Health is a Community Asset
America is facing a health care crisis. Our waistlines and chronic disease rates have exponentially increased over the last 25 years adversely affecting our health, our communities and our economy. Traditional thinking on health focuses on illness rather than wellness, pills rather than healthy eating and exercise, downstream treatment rather than upstream prevention and is primarily driven by reimbursement and money. These factors led to the current health trends of a rise in obesity, diabetes and heart disease. Eighty percent of all chronic disease is caused by three preventable behaviors: poor nutrition (overeating, yet being undernourished), physical inactivity and smoking. These factors combined with poverty, skyrocketing health insurance costs, and inaccessibility to health care, puts an economic strain on families and their communities.
The Culture of Wellness helps communities identify their most important health needs and develop community goals and strategies to address their concerns. It builds on local perspectives, strengths and expertise so each community is working to address its own health needs.
The individual health of citizens is often an overlooked community asset. Improved health is linked to increased employability and reduction in poverty. When people are well, they are able to gain and maintain employment, which circulates revenue. School and work absenteeism rates are less for healthy individuals, which translates into greater production and economic security.
It is also optimal to keep health care dollars within the local community. While the vast majority of health care can be provided locally, rural citizens often drive to large medical centers, making health care and non-health care purchases. It is estimated that within a typical rural community, millions of dollars of revenue are lost in this way. This revenue could be retained by enhancing local access to health information and services thereby improving community health and economic growth.
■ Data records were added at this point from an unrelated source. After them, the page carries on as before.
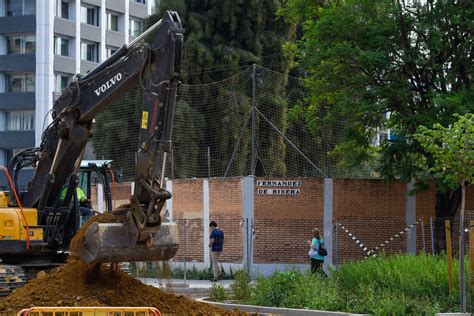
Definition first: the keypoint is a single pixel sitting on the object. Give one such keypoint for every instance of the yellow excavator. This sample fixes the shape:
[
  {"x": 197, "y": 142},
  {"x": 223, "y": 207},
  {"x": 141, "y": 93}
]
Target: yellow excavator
[{"x": 35, "y": 232}]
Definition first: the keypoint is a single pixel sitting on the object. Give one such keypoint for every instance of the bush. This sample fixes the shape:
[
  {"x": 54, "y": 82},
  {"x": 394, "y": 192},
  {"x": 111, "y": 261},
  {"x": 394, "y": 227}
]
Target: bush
[
  {"x": 291, "y": 289},
  {"x": 217, "y": 293},
  {"x": 241, "y": 288},
  {"x": 396, "y": 285}
]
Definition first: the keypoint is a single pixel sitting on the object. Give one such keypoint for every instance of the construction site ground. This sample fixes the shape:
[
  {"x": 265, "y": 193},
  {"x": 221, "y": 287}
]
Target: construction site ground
[{"x": 191, "y": 288}]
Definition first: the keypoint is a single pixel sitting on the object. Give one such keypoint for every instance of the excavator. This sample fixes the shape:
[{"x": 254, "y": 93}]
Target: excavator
[{"x": 36, "y": 230}]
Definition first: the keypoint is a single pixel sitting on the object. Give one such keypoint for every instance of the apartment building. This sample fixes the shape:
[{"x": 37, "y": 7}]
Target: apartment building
[{"x": 43, "y": 44}]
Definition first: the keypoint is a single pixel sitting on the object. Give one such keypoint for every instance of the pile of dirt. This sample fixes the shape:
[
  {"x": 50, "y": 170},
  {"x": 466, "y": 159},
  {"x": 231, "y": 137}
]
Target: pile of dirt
[{"x": 79, "y": 284}]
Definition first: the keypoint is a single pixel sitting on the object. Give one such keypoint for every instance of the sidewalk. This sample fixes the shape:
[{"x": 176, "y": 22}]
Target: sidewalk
[{"x": 192, "y": 288}]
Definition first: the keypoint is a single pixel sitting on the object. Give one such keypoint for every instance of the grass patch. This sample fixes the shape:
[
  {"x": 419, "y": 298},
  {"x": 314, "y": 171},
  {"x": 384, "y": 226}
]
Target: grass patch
[{"x": 395, "y": 285}]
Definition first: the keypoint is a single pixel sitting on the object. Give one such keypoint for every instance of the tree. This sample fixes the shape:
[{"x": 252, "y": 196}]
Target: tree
[
  {"x": 223, "y": 38},
  {"x": 386, "y": 65},
  {"x": 452, "y": 151}
]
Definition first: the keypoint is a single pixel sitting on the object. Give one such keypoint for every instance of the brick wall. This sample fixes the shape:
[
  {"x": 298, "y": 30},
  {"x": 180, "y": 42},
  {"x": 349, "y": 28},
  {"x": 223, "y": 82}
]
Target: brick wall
[
  {"x": 188, "y": 205},
  {"x": 372, "y": 210},
  {"x": 284, "y": 222},
  {"x": 225, "y": 207}
]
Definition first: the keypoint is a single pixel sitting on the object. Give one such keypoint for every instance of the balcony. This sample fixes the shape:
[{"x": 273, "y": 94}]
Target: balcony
[
  {"x": 17, "y": 139},
  {"x": 90, "y": 32},
  {"x": 65, "y": 64},
  {"x": 64, "y": 27},
  {"x": 114, "y": 38},
  {"x": 17, "y": 101},
  {"x": 18, "y": 63},
  {"x": 18, "y": 24},
  {"x": 139, "y": 10}
]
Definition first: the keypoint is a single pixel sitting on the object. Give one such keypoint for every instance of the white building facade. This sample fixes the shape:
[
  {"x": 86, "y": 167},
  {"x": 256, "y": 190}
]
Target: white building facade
[{"x": 43, "y": 44}]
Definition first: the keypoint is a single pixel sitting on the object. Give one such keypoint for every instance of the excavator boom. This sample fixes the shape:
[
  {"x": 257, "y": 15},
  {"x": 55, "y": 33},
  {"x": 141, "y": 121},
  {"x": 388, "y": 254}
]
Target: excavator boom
[{"x": 155, "y": 65}]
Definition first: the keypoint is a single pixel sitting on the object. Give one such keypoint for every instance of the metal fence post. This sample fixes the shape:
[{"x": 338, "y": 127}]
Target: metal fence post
[
  {"x": 185, "y": 248},
  {"x": 449, "y": 251},
  {"x": 248, "y": 244},
  {"x": 423, "y": 235},
  {"x": 337, "y": 243},
  {"x": 432, "y": 235}
]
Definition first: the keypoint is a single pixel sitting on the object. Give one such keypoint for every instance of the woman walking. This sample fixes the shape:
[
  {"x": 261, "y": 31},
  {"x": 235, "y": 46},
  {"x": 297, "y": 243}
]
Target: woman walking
[{"x": 316, "y": 253}]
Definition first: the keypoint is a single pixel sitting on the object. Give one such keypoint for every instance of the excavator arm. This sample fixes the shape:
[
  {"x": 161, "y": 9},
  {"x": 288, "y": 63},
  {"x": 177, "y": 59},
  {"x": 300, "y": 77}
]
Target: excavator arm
[{"x": 155, "y": 65}]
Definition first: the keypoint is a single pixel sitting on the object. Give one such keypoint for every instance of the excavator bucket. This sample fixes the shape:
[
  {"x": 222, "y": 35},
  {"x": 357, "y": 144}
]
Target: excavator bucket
[{"x": 114, "y": 242}]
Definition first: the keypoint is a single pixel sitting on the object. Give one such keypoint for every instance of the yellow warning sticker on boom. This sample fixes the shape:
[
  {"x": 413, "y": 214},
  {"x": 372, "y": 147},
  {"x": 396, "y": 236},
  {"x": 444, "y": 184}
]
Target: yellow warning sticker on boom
[{"x": 144, "y": 119}]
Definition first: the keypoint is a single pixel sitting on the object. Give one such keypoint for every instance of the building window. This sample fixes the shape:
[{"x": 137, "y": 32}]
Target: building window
[
  {"x": 61, "y": 81},
  {"x": 20, "y": 82},
  {"x": 90, "y": 15},
  {"x": 61, "y": 46},
  {"x": 112, "y": 22},
  {"x": 19, "y": 120},
  {"x": 136, "y": 27},
  {"x": 14, "y": 7},
  {"x": 21, "y": 44},
  {"x": 90, "y": 52},
  {"x": 111, "y": 50},
  {"x": 62, "y": 9}
]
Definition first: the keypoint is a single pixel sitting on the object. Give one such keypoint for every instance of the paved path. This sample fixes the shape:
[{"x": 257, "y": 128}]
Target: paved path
[
  {"x": 194, "y": 284},
  {"x": 193, "y": 288}
]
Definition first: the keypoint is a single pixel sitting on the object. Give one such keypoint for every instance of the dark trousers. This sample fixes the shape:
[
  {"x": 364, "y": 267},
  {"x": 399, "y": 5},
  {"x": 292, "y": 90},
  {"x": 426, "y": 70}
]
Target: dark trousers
[{"x": 316, "y": 265}]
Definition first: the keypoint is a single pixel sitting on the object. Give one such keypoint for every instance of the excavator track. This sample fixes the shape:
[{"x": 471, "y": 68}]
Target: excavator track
[{"x": 11, "y": 277}]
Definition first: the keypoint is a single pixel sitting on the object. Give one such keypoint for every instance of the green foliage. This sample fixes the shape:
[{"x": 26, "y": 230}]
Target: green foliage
[
  {"x": 241, "y": 287},
  {"x": 396, "y": 285},
  {"x": 217, "y": 293},
  {"x": 287, "y": 289},
  {"x": 377, "y": 65},
  {"x": 451, "y": 149}
]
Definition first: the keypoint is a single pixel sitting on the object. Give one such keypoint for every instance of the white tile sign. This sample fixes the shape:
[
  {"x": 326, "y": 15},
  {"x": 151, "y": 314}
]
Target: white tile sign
[
  {"x": 278, "y": 187},
  {"x": 279, "y": 183}
]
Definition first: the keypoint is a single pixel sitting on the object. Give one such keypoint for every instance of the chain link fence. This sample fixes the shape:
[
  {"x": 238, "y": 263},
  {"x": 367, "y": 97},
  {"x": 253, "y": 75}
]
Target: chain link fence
[{"x": 247, "y": 124}]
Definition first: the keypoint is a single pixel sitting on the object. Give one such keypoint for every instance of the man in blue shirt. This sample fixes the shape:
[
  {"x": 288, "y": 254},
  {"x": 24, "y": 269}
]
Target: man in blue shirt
[{"x": 216, "y": 241}]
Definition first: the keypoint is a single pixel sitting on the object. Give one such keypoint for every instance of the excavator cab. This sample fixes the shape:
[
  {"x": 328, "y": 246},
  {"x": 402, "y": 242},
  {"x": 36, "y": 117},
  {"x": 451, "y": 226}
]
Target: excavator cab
[{"x": 34, "y": 230}]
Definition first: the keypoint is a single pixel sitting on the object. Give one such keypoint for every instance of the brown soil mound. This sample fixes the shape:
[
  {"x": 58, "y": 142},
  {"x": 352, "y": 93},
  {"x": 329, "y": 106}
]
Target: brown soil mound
[{"x": 79, "y": 284}]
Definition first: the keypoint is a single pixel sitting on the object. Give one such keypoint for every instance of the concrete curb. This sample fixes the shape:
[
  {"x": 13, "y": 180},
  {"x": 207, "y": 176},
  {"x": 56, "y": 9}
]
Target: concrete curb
[{"x": 275, "y": 310}]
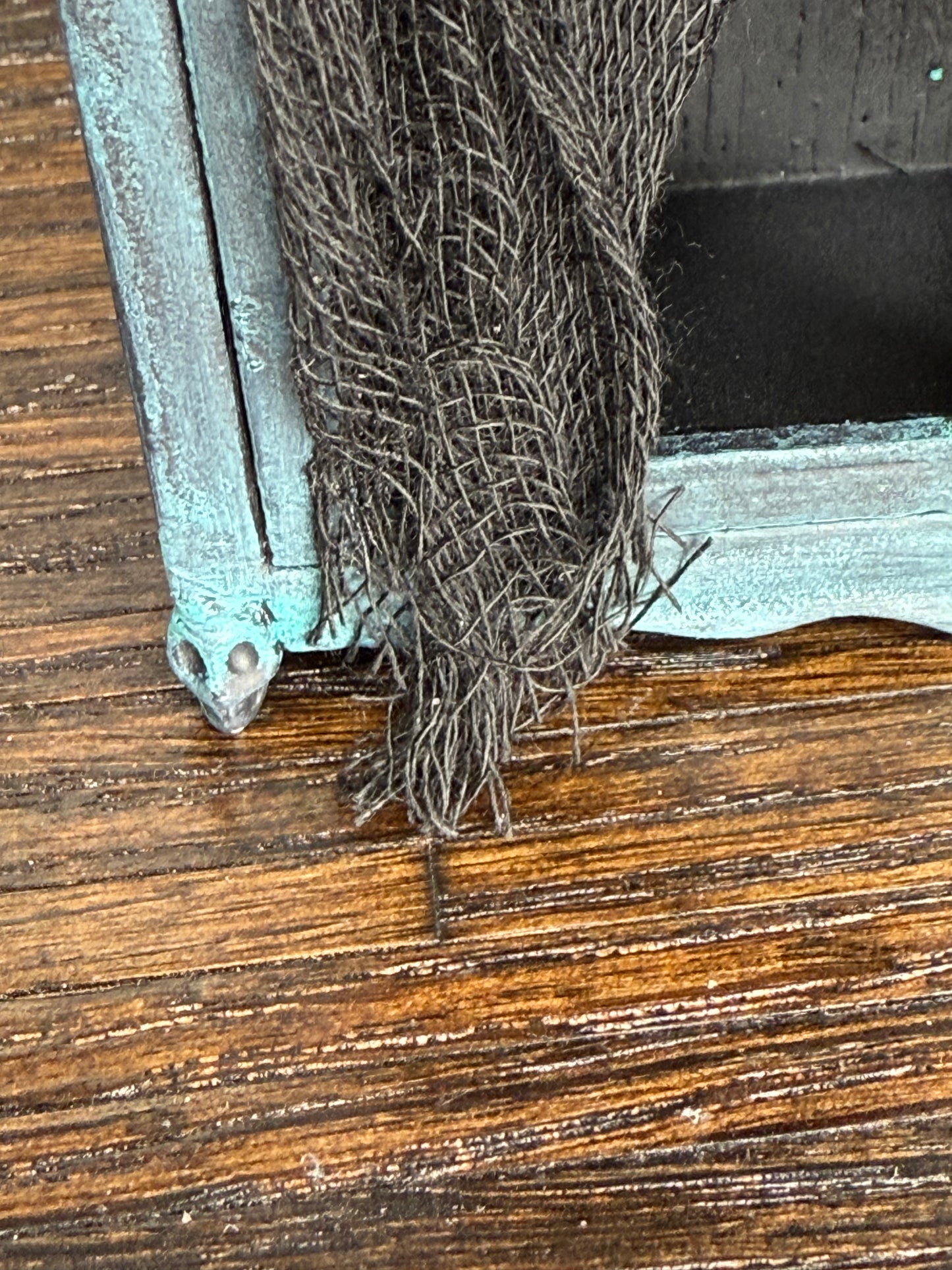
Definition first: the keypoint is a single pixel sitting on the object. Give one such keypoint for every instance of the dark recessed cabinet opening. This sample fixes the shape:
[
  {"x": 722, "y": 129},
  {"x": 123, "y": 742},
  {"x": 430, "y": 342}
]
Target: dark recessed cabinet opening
[{"x": 804, "y": 260}]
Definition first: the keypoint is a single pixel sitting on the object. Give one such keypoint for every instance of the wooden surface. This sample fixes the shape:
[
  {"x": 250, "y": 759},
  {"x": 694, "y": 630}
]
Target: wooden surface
[
  {"x": 697, "y": 1012},
  {"x": 822, "y": 88}
]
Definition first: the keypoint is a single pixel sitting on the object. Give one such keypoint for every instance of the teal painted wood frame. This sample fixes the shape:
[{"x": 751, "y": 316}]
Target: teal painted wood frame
[{"x": 810, "y": 523}]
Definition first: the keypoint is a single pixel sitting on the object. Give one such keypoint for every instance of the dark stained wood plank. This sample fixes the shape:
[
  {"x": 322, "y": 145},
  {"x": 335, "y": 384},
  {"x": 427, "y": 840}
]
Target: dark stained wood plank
[{"x": 696, "y": 1012}]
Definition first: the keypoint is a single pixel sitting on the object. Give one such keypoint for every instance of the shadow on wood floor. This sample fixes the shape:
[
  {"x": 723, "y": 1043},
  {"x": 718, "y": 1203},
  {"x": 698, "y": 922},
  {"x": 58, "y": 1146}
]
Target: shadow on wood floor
[{"x": 697, "y": 1011}]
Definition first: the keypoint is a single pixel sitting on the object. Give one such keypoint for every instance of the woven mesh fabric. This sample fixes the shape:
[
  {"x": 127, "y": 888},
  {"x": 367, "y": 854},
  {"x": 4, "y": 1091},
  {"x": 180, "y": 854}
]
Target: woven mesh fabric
[{"x": 465, "y": 191}]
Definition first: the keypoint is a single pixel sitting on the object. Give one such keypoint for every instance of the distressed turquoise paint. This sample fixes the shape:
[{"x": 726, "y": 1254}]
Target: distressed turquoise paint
[
  {"x": 805, "y": 523},
  {"x": 131, "y": 86},
  {"x": 860, "y": 526},
  {"x": 221, "y": 64}
]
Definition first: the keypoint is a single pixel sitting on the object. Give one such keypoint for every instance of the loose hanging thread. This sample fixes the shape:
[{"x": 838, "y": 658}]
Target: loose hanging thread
[{"x": 465, "y": 191}]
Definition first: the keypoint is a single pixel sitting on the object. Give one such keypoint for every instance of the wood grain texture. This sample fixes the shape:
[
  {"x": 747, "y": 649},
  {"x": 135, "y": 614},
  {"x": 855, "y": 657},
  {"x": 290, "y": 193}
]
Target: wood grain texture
[
  {"x": 696, "y": 1012},
  {"x": 822, "y": 88}
]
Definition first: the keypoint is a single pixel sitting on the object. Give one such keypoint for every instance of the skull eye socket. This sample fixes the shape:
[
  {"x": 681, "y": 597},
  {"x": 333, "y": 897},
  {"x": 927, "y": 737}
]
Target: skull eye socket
[
  {"x": 242, "y": 658},
  {"x": 190, "y": 660}
]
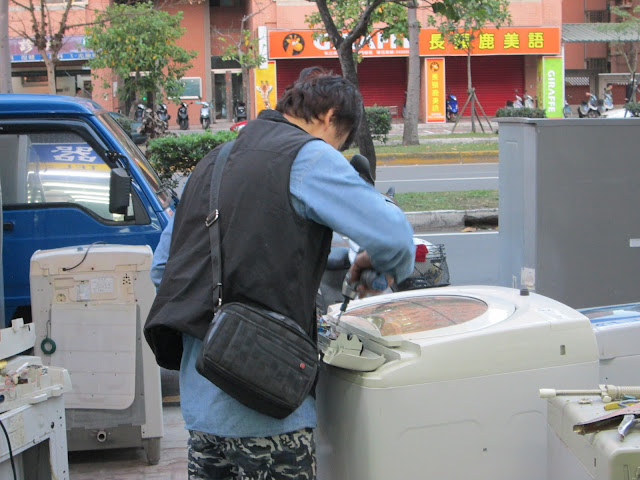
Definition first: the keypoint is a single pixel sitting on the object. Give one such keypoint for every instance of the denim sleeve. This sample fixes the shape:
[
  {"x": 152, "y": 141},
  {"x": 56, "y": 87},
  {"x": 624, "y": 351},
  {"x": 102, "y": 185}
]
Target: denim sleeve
[
  {"x": 161, "y": 254},
  {"x": 326, "y": 189}
]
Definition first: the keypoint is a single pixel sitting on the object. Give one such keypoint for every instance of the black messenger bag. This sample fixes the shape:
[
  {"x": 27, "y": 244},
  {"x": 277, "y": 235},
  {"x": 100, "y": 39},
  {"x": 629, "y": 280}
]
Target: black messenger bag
[{"x": 263, "y": 359}]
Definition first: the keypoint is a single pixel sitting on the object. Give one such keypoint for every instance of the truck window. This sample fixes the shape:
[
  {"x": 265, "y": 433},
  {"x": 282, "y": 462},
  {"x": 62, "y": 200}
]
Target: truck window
[{"x": 54, "y": 167}]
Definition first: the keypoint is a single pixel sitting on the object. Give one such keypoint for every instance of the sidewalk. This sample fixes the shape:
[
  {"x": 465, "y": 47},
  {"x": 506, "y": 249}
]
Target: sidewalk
[
  {"x": 427, "y": 133},
  {"x": 425, "y": 130}
]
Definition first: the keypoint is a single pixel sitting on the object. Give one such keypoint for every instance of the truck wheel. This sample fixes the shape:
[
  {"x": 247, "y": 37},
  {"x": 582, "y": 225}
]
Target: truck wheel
[{"x": 152, "y": 450}]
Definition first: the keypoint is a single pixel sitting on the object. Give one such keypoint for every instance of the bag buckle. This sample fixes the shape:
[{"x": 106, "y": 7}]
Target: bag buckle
[{"x": 211, "y": 218}]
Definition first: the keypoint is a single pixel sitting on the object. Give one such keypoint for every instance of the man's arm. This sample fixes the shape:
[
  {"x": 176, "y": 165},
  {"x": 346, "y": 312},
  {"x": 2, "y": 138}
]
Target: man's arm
[
  {"x": 327, "y": 190},
  {"x": 161, "y": 254}
]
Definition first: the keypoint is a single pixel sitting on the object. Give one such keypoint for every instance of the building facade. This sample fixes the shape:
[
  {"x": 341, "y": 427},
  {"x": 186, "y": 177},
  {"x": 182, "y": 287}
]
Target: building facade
[{"x": 504, "y": 61}]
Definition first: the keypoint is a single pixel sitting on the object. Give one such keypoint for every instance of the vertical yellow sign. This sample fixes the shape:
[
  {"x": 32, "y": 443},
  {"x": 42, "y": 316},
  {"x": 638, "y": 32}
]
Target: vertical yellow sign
[
  {"x": 436, "y": 94},
  {"x": 266, "y": 94}
]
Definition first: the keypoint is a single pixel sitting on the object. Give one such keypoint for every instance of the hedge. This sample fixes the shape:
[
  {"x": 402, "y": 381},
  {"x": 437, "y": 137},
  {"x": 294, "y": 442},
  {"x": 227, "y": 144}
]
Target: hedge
[
  {"x": 178, "y": 155},
  {"x": 633, "y": 108},
  {"x": 521, "y": 112}
]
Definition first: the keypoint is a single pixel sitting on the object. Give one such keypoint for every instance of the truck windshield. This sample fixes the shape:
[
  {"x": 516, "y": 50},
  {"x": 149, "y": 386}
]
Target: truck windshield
[{"x": 138, "y": 157}]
Embracing a Culture of Wellness will improve the overall function of the health care system and reduce health care costs and improve the economic viability of rural communities.
Developing a Culture of Wellness
The Rural Health Resource Center begins the Culture of Wellness initiative by identifying community liaisons at Critical Access Hospitals (CAH). These leaders are drawn from a variety of positions within the CAH, including administrators, marketing directors, quality directors, and at one hospital the physical therapist. Next, a Community Council is recruited from city leaders, chamber of commerce members, school superintendents, principals, hospital and clinic board members, senior advocates, the media, local health care providers, public health, youth, representatives from the economic sector and business owners. Together, the Community Council, the hospital liaison, and staff from the Rural Health Resource Center identify assets and needs in the health care system using a community health survey, secondary data analysis, focus groups and an economic impact assessment conducted by the Office of Rural Health and Primary Care.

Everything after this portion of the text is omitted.